2月下旬、UAEの在ドバイ日本総領事公邸で日本の原木シイタケを拡販するための試食会が開かれた。集まったのはUAEのレストランの料理人や、食材の輸入を手掛ける業者の社員ら数十人。レストランの格付けガイド「ミシュラン」の星付き和食店のシェフをドイツ・デュッセルドルフから招き、シイタケのタルトなどが供された。

関口昇総領事はあいさつで「ユネスコの世界遺産に登録された和食で、シイタケはうまみを提供する材料の1つだ」と紹介。招待客らは傘の開いたシイタケと傘の開ききっていない乾燥シイタケの「どんこ」の違いの説明などに耳を傾けつつ、シイタケの味わいや食感を楽しんだ。

ドバイでも大型スーパーでシイタケやエノキなど、日本の食卓で一般的なキノコは入手できる。ただ、日本産のものを見かけるのはまれだ。試食会を主催したシイタケ販売の杉本商店(宮崎県高千穂町)の杉本和英社長は「日本の原木栽培のシイタケは、うまみの元となるグアニル酸が多く含まれる」と話す。

シイタケはイスラム教徒や、ベジタリアン(菜食主義者)でも食べることができる食材だ。杉本商店ではシイタケに付着することがある小さな虫の卵の検査を導入することで、ユダヤ教の食べ物の規定である「コーシャー」の認証も獲得した。杉本社長は「日本国内の需要が減り、作り手の数も減少している。中東は最も開拓したい市場だ」と力を込めた。

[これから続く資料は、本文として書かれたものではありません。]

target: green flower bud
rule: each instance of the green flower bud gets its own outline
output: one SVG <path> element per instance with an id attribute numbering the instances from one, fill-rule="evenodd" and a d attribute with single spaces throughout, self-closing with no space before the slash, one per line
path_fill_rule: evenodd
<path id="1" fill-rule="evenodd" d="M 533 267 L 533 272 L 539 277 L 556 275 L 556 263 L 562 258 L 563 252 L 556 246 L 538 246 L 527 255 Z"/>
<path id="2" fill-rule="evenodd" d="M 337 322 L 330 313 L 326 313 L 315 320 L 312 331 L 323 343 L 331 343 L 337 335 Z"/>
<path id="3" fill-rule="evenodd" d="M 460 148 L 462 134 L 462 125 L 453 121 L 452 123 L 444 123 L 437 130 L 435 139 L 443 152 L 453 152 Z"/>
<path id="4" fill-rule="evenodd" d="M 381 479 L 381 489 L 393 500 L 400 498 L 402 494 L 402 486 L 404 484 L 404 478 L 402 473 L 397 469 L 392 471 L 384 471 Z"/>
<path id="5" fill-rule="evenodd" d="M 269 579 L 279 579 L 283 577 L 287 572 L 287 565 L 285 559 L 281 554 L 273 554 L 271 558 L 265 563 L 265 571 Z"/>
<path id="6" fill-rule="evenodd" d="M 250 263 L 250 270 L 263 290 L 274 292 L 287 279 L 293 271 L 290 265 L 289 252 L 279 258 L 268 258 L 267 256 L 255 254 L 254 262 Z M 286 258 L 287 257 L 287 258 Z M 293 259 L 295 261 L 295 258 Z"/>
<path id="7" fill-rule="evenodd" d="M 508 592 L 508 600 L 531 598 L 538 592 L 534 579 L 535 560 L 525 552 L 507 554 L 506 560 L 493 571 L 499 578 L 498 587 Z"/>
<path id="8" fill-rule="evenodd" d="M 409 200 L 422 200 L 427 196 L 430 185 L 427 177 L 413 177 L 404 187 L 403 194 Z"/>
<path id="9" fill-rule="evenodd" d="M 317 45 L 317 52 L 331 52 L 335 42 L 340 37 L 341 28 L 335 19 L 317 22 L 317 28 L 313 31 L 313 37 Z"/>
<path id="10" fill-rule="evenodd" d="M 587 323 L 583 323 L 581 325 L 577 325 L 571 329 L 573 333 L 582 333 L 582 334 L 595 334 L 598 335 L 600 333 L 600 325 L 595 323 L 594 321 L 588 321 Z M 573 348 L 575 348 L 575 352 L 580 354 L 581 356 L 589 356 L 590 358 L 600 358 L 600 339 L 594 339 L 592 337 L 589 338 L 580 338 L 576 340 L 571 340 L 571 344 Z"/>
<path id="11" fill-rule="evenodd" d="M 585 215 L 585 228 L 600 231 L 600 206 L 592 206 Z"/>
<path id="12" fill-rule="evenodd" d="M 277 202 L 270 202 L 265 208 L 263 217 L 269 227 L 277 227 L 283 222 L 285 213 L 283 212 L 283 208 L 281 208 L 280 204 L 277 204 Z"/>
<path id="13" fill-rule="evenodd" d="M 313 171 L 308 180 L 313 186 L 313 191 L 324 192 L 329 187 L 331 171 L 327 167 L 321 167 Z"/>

日本から中東への食材や飲料の輸出は増加傾向にある。財務省の貿易統計によると、サウジアラビアやUAEなどの湾岸協力会議(GCC)諸国やイスラエル、ヨルダンなどを含む中東地域への食料品・飲料などの輸出額は、2022年に前年比28%増の約125億円に達した。コロナ禍前の19年に比べると65%増えており、世界全体への輸出額が同50%増だったことに比べても伸び率が高い。

国別で見ると、最も輸出額が大きく中東全体の過半を占めるUAEへは22年に19年比で2倍以上の約72億円を輸出した。クウェートは19年から22年までに2.5倍超、イスラエルやカタールなども19年から22年にかけて倍近く増加した。世界的に日本の食材への注目が高まるなかでも中東向けの輸出は高い伸び率を示している。

ただ、中東への日本食材の輸出割合は全世界の1割程度にとどまり、輸出額は西ヨーロッパ向けの5分の1程度とまだ小さい。イスラム教徒が主流の多くの国へのアルコールの輸出は容易ではなく、イスラムの教えにのっとった食品であることを示すハラルへの対応などのハードルもある。中東での日本食文化のさらなる拡大には、こうした環境への対応がカギを握る。(引用:日経デジタル)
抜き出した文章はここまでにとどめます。